И тут небо раскололось пополам — сноп резкого света внезапно прорезал тьму. Перед ним находилась машина с включенными фарами. Словно от сильного удара Йозеф упал, больно ударившись подбородком, и его лицо впечаталось в жесткую, прохладную и сырую почву, а дрожащий луч фары, как огромный желтый кнут, повис над его телом. Зарывшись лицом в землю, он не слышал криков, обращенных к нему, и тогда прямо перед ним с апокалиптическим хлюпаньем в землю впилась целая россыпь пуль.
Йозеф лежал, словно распятый убийственным светом на этом крутом склоне, — муляжная фигура на учебных стрельбах. И прежде чем пули изрешетили его, он закричал. Он так громко кричал о своем одиночестве, что небо должно было рухнуть. Он еще раз приподнял голову и опять возопил в темноту. Но следующий залп из тявкающей пасти оборвал его крики.
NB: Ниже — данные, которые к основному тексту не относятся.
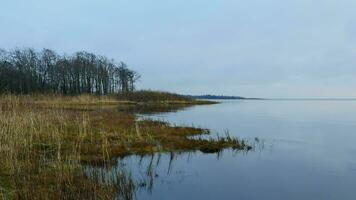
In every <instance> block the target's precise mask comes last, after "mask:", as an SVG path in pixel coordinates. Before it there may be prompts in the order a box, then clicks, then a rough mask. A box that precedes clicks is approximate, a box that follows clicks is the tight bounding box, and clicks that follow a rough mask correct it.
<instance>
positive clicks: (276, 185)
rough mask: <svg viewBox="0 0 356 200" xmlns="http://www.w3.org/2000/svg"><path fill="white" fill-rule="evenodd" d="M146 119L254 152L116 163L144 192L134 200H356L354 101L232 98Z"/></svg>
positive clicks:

Было совсем тихо, когда палачи сошлись над ним и осветили фонариком то, что осталось от его тела. Да почти ничего и не осталось, и казалось, будто сама земля истекала здесь кровью.
— Да, это он, — сказал равнодушный голос.
Перевод Е. Михелевич
Пленён в Париже
С великолепным хладнокровием солдата Рейнгард старательно опустошил покрытую следами пуль машину казначея. Последние отступавшие солдаты давно исчезли в пучке улиц, расходившихся веером, а противника было не видно и не слышно. Тихо и безлюдно изнывал от жары развороченный снарядами парк, и словно призрачная декорация зияли фасады домов. Из некоторых окон свесились наружу и как-то тоскливо развевались занавески, и казалось, что из подвалов доносится дыхание перепуганных людей, не решающихся поверить в эту жуткую тишину после оглушительного грохота выдыхающегося наступления. Полукруг площади, чья плоская сторона прилегала к парку, эта середина веера, от которого улицы расходились во все стороны, словно тонкие аристократические пальцы, была усеяна стальными касками, противогазами и обломками винтовок. Сияющее, улыбчивое небо многообещающе высилось над несравненным прекрасным городом, чей блеск и обаяние манили из каждого окна. А между остатками армейского имущества на зеленом, мягком и сочном пространстве газона, изборожденного траншеями, валялись трупы, трупы в серых мундирах… Можно было подумать, что ты угодил как раз в момент передышки некой революции, которая перенесла свой центр в другую часть города и переместила туда все живое. В то время как трупы на газоне прижимались к земле, как бы застыв в вечном плаче, под деревьями аллеи ласковый летний воздух дрожал, словно от поцелуев.